S.KAMAL HAYDER KAZMI,
Research Analyst, PAGE
Apr 4 - 10, 2011
Cellular communication is widely used all over the world. The users of handsets are increasing due to the aggressive marketing by telecom companies. Some of the cellular communication systems are using GSM (global system for mobile communications) and it is a common world wide standard.
Practically, the GSM standard is currently used in the 900 MHz and 1800 MHz bands. The technique used by GSM to transmit signals is called Frequency Division Multiplexing (FDD). It allows full roaming from operator to operator in presence of mutual bilateral agreement. GSM network contains cells with a base station (BS) at the center of each cell. Mobile stations (MS) are connected to base stations. If mobile station moves between two cells, the network performs well and the call is not dropped. GSM network is divided into location areas, each containing a certain number of cells. Mobile station can be reached through paging when it moves within location area otherwise it cannot be reached before it performs a location update.
GSM technology is in use by more than one person in every ten of the world's population and is available in almost worldwide. Furthermore, the General Packet Radio Service (GPRS) is a new bearer service for GSM that greatly improves and simplifies wireless access to packet data networks, e.g., to the internet. It applies a packet radio principle to transfer user data packets in an efficient way between mobile stations and external packet data networks.
There are four security measures in GSM like: PINcode, Authentication of Simcard, the User authentication performed by network, encrypting of information sent over radio interface and the last one is the usage of TMSI instead of IMSI over radio interface. The IMSI means international mobile subscribers identity, which is globally unique and the TMSI means temporary mobile subscriber identity, which is local and temporary identity.
CELLULAR COMMUNICATION IN PAKISTAN
For a very long period, the Pakistani masses were forced to use an outdated and poorly operated telecom system. Installation and mending of landlines was an unnecessarily prolonged experience with unhappy consumers making several trips to the complaint centers before any problem could be effectively addressed. Poor quality, elevated countrywide and international calling prices and mismanagement all made Pakistan telecom one of the most unpopular utilities in Pakistan. But, all that was altered with the deregulation of the telecommunication sector in Pakistan at the start of the 21st century.
The step, which was meant to aide mostly the customers and small businesspersons in Pakistan, fulfilled past expectations. The huge population of close to a 150 million Pakistanis was a key incentive for mobile and cellular companies all over the globe and in spite of licenses being given to a considerable number of major international organizations, the pie was big enough for all to take pleasure in and earn many benefits.

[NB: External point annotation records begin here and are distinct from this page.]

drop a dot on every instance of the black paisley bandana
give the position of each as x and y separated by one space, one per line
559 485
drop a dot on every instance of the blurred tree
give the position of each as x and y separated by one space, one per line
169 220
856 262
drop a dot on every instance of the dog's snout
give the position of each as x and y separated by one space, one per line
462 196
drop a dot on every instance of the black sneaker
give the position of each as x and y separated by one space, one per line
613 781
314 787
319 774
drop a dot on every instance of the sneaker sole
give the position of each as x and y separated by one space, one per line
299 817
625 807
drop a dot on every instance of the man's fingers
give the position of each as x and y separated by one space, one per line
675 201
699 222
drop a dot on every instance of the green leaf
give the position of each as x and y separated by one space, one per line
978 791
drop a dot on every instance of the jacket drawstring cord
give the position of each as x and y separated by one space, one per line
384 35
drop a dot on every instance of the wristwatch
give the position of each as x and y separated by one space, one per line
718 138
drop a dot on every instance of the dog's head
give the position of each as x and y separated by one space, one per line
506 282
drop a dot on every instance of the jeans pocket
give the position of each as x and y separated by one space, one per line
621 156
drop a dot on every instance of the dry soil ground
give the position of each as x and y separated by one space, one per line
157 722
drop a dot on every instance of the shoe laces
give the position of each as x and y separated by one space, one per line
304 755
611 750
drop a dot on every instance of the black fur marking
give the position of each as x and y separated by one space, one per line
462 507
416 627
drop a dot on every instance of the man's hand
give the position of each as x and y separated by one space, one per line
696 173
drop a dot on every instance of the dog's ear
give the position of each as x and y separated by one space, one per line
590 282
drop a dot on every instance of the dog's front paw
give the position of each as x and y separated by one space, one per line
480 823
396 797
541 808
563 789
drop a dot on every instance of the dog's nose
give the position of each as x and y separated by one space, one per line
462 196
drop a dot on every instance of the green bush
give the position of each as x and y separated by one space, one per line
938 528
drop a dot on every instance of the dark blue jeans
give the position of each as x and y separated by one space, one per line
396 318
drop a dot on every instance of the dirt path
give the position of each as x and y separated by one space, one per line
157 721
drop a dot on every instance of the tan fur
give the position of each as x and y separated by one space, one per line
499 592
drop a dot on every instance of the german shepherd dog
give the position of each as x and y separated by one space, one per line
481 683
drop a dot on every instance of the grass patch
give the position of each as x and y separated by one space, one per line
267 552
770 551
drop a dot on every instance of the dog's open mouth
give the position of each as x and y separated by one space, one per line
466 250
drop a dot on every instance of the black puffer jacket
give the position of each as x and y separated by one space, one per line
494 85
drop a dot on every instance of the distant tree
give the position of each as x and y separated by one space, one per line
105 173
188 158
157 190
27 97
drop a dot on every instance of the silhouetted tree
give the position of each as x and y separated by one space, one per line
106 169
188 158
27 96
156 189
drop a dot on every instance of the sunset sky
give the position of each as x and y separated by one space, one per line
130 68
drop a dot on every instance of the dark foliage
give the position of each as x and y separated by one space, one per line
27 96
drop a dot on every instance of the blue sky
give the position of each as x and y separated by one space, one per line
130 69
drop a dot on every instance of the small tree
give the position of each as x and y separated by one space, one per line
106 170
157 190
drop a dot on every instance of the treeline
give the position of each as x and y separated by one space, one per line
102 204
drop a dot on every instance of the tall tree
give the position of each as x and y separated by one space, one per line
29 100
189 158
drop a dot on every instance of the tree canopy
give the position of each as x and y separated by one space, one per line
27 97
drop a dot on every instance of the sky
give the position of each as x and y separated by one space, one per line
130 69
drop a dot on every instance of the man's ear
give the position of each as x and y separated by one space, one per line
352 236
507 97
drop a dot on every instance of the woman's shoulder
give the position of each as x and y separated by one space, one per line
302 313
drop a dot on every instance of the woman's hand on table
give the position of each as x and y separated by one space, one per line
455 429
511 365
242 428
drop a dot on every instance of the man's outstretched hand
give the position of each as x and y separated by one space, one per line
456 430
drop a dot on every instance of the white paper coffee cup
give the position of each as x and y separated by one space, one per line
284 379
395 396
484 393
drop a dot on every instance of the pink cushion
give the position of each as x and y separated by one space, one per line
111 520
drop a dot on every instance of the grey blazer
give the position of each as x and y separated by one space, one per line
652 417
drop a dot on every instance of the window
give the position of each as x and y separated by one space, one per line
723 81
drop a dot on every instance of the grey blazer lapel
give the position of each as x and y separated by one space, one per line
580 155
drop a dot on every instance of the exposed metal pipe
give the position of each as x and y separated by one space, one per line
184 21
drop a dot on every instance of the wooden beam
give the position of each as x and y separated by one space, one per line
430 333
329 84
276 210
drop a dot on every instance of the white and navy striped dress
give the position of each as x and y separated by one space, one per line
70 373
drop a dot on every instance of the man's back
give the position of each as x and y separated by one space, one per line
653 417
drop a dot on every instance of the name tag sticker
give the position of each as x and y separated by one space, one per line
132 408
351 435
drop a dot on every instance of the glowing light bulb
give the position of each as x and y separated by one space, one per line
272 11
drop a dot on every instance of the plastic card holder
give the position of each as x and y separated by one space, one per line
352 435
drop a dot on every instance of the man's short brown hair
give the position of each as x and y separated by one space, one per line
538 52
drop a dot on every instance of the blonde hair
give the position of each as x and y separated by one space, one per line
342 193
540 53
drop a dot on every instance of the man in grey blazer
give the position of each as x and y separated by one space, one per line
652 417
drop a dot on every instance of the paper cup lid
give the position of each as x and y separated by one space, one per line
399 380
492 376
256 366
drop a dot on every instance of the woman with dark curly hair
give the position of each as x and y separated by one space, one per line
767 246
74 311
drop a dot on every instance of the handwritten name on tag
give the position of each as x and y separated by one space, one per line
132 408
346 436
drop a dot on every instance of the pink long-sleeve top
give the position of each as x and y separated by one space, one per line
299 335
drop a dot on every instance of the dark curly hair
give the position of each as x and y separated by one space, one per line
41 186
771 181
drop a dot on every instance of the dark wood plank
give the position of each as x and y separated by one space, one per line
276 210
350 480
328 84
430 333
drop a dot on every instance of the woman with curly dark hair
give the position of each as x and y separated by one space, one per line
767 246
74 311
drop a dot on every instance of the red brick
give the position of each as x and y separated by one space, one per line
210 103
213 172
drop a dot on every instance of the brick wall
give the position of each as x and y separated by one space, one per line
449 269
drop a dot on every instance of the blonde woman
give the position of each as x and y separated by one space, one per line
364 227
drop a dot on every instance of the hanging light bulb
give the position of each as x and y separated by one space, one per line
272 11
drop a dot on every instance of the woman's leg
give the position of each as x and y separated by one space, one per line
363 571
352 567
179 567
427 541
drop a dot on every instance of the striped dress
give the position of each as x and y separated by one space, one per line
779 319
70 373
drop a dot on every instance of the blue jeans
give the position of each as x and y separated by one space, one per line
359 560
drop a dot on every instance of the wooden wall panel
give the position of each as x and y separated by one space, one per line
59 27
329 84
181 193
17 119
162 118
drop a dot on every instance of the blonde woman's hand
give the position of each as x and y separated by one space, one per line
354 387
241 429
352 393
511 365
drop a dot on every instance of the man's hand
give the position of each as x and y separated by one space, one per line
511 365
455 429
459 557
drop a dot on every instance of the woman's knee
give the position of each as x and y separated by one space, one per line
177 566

Cellular call prices dropped speedily as the competition increased and services like incoming calls, which were high, soon became free. Other services like text or SMS messages became exceptionally easy on the pocket and developed into a fresh and highly frequent kind of interaction. Teenagers and adults just could not get their fills. To further draw a younger customer base, special low prices were placed in effect for late night calls with additional concessions available for a predetermined number on the same system. Internet surfing abilities on cell phones and picture messaging were also introduced.
At almost the same time, cell phone knowledge improved astronomically, allowing subscribers to carry hand-sized, more manageable phones that were fairly easy to carry in the pocket. Well known phones like Blackberry, Apple's iPhone, Nokia, Samsung, and Sony Ericsson were all easily available and there was a cell phone to accommodate any and every individual's demands and budgets. Chains of cell phone sellers sprung up all over the country with the newest designs purchasable a few weeks after their universal debut. Chinese and resold stolen phones were also accepted at much lower prices with entire centers selling these phones. Individuals, who had not subscribed to a landline in their existence, now had access to low-cost and good quality mobile phone communication.
Mobile phone corporations gave consumers with a substantial number of pricing choices and packages. Nearly all companies provided a pre-paid and post-paid billing choice, with well-situated locations to pay for bills or obtain credit. Scratch cards were broadly circulated and were purchasable in nearly all retails shops, large and small. Small service providers like handymen and agents, who were now carrying cell phones, could be communicated with anywhere and saw their sales improve by a sizable proportion. Very rapidly, a cell phone became an important part of daily life. It was thought of as very simple and an important way to communicate in case of emergencies.
The mobile phone telecommunication sector soon crossed ahead of the typical cable based fixed lines in terms of subscription and share. So fast was the expansion, that Pakistan was at one time the fastest growing telecommunication business across the world. Competition between the major companies forced not only mobile phone communication prices to remain low but also improved the services provided by Pakistan telecommunications.
The Pakistani citizens were not the lone beneficiaries of the telecommunication growth in Pakistan. The sales to the government from this sector rose significantly as well. Mobile phone communication providers are diversifying into interconnected technologies, such as wireless high-speed internet as well. This means additional sales for these firms and improved prices and service dependability for the consumer.
With new and used PCs becoming widely available and easy on the pocket, it looks as the new technological revolution in Pakistan is coming very soon.